El peso es solo un dato referencial que me permite saber si puedo cargarla, o el estado de su salud; pero de nada me sirve para amarla. No se ama un peso (contrario a lo que piensen algunas anoréxicas). A partir de Galileo se intentó entender el universo en clave matemática. Todo era matematizable, incluso la ética. Sin embargo, si por un lado la ciencia matemática iba descubriendo nuevas dimensiones del universo; por otro lado iba cubriendo lo más importante.
El mundo vital quedó oculto debajo de una tupida red de números y fórmulas, que cumplían con su función de ser los puntos de apoyos para mover la tierra de sus goznes.
Sin embargo, esa verdad científica era insuficiente. «Su objeto es parcial, es sólo un trozo del mundo y además parte de muchos supuestos que dan sin más por buenos; por tanto, no se apoya en sí misma, no tiene en sí misma su fundamento y raíz, no es una verdad radical. Por ello postula, exige integrarse en otras verdades no físicas ni científicas que sean completas y verdaderamente últimas.
Donde acaba la física no acaba el problema: el hombre que hay detrás del científico necesita una verdad integral, y, quiera o no, por la constitución misma de su vida, se forma una concepción enteriza del Universo». (Ortega y Gasset) Y así el hombre termina intentando responderse a preguntas como el sentido de la vida, el bien moral, la inmortalidad del alma, y demás; y muchas veces en su afán de no perder el tiempo en filosofías, termina haciendo filosofía ajena.
Se me viene ahora a la mente la imagen del monje medieval. Se tiene la imagen errada de que ellos estaban todo el día discutiendo cuántos ángeles podían bailar en la cabeza de un alfiler. Pero la verdad es que ellos discutían sobre si el alma era inmortal, si Dios existía,…

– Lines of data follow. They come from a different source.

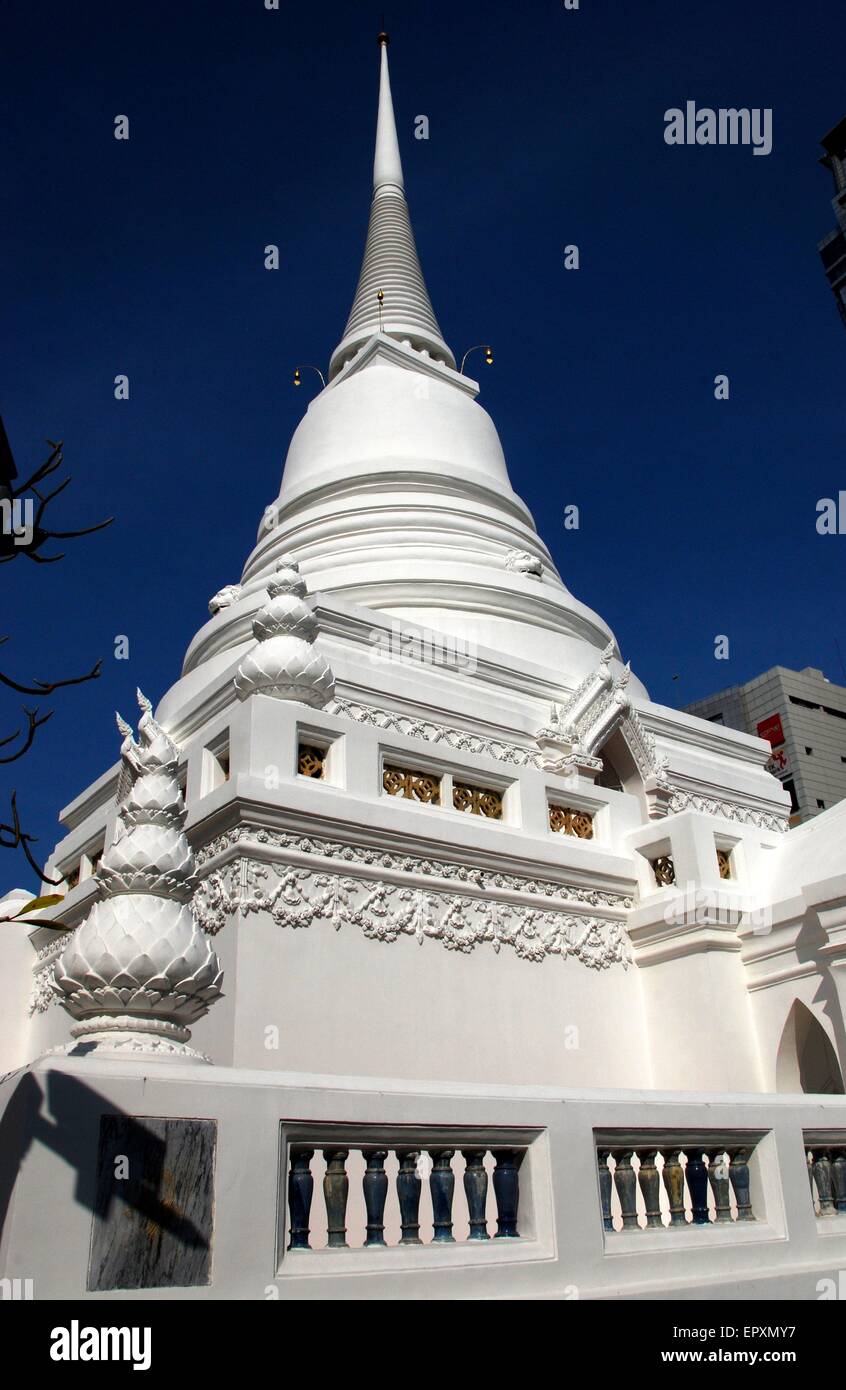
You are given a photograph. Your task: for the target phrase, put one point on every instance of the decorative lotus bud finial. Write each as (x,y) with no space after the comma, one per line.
(139,970)
(285,662)
(224,598)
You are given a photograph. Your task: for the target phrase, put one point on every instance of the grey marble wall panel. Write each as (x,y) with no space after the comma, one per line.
(154,1207)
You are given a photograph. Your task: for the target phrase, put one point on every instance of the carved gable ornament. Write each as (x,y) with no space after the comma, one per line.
(581,727)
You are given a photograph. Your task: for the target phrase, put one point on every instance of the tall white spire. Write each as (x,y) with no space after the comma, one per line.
(391,263)
(388,167)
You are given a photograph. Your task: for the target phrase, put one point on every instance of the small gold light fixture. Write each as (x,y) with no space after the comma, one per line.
(297,378)
(484,348)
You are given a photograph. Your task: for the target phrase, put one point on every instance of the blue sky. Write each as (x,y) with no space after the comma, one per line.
(250,127)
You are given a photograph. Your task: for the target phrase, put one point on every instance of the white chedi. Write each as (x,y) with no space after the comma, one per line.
(285,662)
(139,970)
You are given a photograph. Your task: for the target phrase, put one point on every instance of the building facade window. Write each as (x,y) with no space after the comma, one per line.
(411,784)
(564,820)
(311,761)
(478,801)
(663,869)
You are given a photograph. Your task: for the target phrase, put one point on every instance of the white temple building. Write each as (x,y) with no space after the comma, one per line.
(417,952)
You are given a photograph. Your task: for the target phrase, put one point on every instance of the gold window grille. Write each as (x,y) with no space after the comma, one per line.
(478,801)
(411,784)
(311,761)
(664,870)
(564,820)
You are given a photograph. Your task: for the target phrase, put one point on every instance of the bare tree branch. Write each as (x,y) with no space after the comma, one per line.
(47,687)
(13,837)
(32,723)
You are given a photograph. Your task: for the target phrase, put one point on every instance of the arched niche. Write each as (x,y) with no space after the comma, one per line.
(806,1059)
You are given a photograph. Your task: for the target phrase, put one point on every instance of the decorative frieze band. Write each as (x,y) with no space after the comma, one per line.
(384,911)
(728,809)
(485,880)
(432,733)
(652,766)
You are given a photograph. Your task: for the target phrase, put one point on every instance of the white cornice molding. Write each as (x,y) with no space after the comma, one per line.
(381,348)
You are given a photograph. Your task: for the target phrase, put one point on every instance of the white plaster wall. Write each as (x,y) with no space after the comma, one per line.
(341,1000)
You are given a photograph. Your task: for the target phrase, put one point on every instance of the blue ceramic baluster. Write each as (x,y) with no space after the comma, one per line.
(300,1186)
(442,1184)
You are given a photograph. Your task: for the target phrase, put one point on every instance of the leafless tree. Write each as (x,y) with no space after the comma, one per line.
(24,531)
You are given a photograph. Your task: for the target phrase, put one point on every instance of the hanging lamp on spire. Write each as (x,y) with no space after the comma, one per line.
(391,263)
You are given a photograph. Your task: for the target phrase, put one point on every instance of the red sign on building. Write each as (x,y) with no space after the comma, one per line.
(771,730)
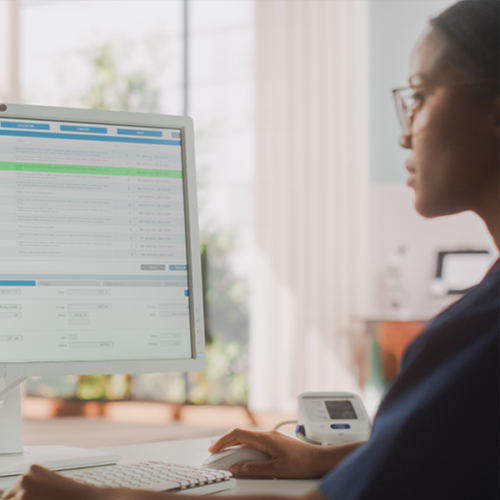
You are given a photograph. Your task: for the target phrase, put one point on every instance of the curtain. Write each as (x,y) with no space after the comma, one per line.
(9,51)
(309,283)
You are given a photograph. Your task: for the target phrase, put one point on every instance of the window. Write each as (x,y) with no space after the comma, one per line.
(80,53)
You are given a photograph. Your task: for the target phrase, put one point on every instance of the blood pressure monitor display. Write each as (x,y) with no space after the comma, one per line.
(340,410)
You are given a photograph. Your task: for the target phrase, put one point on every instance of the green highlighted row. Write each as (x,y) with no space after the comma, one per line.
(80,169)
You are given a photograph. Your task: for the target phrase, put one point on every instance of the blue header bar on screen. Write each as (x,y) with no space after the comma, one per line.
(143,133)
(88,137)
(78,128)
(25,125)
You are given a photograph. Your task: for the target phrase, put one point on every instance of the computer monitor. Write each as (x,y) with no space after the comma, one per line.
(99,253)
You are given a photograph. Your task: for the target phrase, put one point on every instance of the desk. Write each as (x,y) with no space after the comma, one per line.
(194,452)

Para un hombre práctico la discusión de estos temas debe parecerle irrelevantes; sin embargo, una persona inteligente se dará cuenta que si el hombre no posee un alma inmortal, si no tiene algo que lo distinga del resto de lo seres que pueblan la tierra, el hombre no sería más que un animal.
La tan mentada dignidad no sería más que una ficción, y todo lo que sobre ella se ha construido: justicia social, amor, solidaridad, caridad, un engaño. Hay gente que va por el mundo pregonando que no somos nada más que animales; y después se quejan de haber sido tratados injustamente cuando uno los abofetea en estricto cumplimiento de la ley de la selva.
Sabemos que no es lo propio del hombre el vivir de acuerdo a la ley de la selva. Estamos constantemente exigiendo un comportamiento correcto, un actuar ético, cuyos principios no pueden venir de la ciencia. «La ciencia (…) no es capaz de elaborar principios éticos; puede sólo acogerlos en sí y reconocerlos como necesarios para erradicar sus eventuales patologías.
La filosofía y la teología son, en este contexto, ayudas indispensables con las que confrontarse para evitar que la ciencia proceda por sí sola en un sendero tortuoso, lleno de imprevistos y no privado de riesgos. Esto no significa en absoluto limitar la investigación científica o impedir a la técnica producir instrumentos de desarrollo; consiste, más bien, en mantener vigilante el sentido de responsabilidad que la razón y la fe poseen de cara a la ciencia, para que permanezca en su estela de servicio al hombre» (Benedicto XVI).
Esto exige un modo ampliado de entender la razón. Sin negar la razón científico-matemática, abrirnos a otros modos de razón como la filosófica, la práctica, la poética.